Leverage your home equity – A great option for Australian homeowners
Posted on 19. Oct, 2011 by admin in Mortgages
Everyone loves his own home as it stands for their peace and shelter. But when you’re in debt, what are you supposed to do? Should you use your real estate property as a piggy bank? With the Australian credit card debt levels increasing gradually, most Aussies are wondering about the prospects of leveraging their home equity in order to repay their unsecured debts. The people staying in Australia can certainly tap their home equity and use it to repay their debts and this is one of the wisest options that they have at their disposal. Read on to know more on these kinds of loans.
What is home equity?
When you take out a home mortgage loan, you’re supposed to repay the loan in monthly installments of interest rate and principal amount. If your home value is $300,000 and the outstanding mortgage loan balance is $250,000, then your home equity is $50,000. Now if you tap your home equity, you can use the proceeds of the loan for repaying your unsecured debt or even for renovating your home.
Should you consolidate your unsecured debts within a home loan?
With the present debt situation in Australia, most debtors are thinking about ways in which they can repay their debt without hurting their credit score and paying a huge amount as interest rates. This is the reason why they’re resorting to the home equity loans in order to repay their existing debt. However they must make sure that they make timely payments on these debts as their home is used as collateral.
What are the benefits of taking out home equity loans in Australia?
When you take out home equity loans, you must be educated on the benefits of taking out one. The home equity loans are secured loans that can be taken out in order to either meet your high interest debt obligations or to renovate your house. Here are some benefits that you must take into account.
Interest rates: The interest rates on the loans will be much lower than that of the unsecured debt consolidation loans. Though they’re much higher than that of the first mortgage loans, yet you can benefit by taking out one. With lower interest rates, you can get soothing monthly payments in a particular month.

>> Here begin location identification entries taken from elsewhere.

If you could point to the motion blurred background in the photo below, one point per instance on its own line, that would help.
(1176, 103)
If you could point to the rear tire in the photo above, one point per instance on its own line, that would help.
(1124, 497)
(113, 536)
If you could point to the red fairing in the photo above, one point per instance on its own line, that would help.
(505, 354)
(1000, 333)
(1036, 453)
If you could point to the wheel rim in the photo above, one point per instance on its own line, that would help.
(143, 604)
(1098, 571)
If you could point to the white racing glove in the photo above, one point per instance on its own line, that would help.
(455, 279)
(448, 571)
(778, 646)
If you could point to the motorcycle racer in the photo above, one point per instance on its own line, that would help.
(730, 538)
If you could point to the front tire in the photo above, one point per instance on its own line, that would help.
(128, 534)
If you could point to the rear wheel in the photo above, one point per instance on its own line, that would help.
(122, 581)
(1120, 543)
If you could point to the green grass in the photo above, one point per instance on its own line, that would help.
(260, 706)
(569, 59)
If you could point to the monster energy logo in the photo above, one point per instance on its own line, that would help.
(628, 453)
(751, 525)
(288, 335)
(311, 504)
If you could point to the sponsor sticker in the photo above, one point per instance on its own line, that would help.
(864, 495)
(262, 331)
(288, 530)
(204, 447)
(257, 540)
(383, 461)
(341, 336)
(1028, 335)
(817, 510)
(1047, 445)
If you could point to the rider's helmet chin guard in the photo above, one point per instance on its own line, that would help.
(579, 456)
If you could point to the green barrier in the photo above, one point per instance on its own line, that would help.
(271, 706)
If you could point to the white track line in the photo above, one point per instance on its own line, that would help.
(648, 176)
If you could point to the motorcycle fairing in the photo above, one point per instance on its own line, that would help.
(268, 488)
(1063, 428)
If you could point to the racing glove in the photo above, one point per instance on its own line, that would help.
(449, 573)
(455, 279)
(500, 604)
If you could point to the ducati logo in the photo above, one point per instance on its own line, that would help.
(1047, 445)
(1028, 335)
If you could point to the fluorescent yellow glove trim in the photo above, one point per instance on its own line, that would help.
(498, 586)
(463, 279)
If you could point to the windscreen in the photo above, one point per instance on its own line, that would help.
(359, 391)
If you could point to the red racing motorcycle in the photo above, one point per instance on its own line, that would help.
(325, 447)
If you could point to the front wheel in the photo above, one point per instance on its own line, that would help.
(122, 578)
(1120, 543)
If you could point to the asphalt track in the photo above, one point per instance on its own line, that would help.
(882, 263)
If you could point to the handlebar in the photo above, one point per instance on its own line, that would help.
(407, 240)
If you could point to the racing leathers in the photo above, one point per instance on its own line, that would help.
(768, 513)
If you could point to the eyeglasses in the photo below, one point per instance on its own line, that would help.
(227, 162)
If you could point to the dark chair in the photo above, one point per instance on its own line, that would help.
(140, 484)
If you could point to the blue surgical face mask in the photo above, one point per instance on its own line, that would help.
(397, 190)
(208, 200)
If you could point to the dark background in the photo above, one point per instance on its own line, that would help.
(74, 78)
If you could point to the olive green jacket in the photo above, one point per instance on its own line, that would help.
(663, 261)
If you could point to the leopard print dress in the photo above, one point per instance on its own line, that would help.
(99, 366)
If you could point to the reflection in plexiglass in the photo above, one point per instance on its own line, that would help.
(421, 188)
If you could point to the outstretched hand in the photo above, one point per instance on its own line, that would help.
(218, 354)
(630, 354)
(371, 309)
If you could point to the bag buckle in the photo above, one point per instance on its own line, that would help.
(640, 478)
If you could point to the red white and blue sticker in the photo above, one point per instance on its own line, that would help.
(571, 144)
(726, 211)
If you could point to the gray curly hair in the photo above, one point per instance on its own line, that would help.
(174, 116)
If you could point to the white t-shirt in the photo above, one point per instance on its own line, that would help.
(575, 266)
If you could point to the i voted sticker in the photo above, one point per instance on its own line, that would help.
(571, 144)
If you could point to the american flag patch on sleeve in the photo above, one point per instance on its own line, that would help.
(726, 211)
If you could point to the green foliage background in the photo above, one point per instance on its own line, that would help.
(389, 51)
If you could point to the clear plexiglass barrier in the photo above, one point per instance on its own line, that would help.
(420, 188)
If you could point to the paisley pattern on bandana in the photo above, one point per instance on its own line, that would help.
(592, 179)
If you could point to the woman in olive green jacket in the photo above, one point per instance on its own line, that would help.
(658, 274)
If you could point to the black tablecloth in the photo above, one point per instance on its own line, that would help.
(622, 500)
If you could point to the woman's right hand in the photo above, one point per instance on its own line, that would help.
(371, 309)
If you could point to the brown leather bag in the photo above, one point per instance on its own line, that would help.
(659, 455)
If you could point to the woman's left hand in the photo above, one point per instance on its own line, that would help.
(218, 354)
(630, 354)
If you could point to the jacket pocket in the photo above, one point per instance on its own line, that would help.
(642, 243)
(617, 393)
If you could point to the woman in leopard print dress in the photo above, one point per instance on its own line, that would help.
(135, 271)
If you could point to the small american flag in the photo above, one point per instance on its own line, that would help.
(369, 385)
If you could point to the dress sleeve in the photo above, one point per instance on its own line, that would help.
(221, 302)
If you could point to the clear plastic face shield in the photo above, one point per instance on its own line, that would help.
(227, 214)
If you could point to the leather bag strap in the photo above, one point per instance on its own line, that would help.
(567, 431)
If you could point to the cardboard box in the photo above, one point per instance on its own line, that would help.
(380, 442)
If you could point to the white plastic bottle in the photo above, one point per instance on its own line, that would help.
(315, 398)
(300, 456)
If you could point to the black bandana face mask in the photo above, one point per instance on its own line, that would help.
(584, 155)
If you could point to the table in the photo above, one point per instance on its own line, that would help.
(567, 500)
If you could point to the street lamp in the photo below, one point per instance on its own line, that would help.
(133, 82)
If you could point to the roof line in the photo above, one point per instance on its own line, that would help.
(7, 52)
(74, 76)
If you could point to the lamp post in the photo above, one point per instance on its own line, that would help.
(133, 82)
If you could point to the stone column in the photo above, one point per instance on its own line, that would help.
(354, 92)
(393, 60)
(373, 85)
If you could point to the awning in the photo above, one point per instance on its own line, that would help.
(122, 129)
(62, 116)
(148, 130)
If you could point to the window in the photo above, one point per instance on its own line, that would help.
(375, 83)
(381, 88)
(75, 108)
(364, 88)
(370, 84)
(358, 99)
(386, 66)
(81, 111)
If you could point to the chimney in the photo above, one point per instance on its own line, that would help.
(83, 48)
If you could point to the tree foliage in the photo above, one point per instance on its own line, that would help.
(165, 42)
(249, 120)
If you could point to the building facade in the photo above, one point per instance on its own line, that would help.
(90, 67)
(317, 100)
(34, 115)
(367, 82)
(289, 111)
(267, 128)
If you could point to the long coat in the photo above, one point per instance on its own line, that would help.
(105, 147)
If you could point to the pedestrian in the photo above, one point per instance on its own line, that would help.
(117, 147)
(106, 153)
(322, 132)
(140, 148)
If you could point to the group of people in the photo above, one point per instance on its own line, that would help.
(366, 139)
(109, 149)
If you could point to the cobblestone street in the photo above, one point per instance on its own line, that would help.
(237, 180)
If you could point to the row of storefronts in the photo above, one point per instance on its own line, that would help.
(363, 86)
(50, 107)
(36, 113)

Longer repayment plan: The repayment plan for this loan would be much longer and thus you can repay the loans in affordable monthly payments. When you’re in credit card debt, the biggest trouble that they face is the outrageously high monthly payments. This can be beneficial for a high interest debtor.
Tax benefits: Secured loan debt is called a good form of debt and therefore the interest rates that you pay on such loans are tax-deductible. This is an added benefit as they can save their bucks in the long run.
Therefore, when you’re in debt in Australia and you don’t have any way out, tap the equity that you’ve accumulated on your real estate property. However, manage your personal finances simultaneously so that you can repay the home equity loan on time.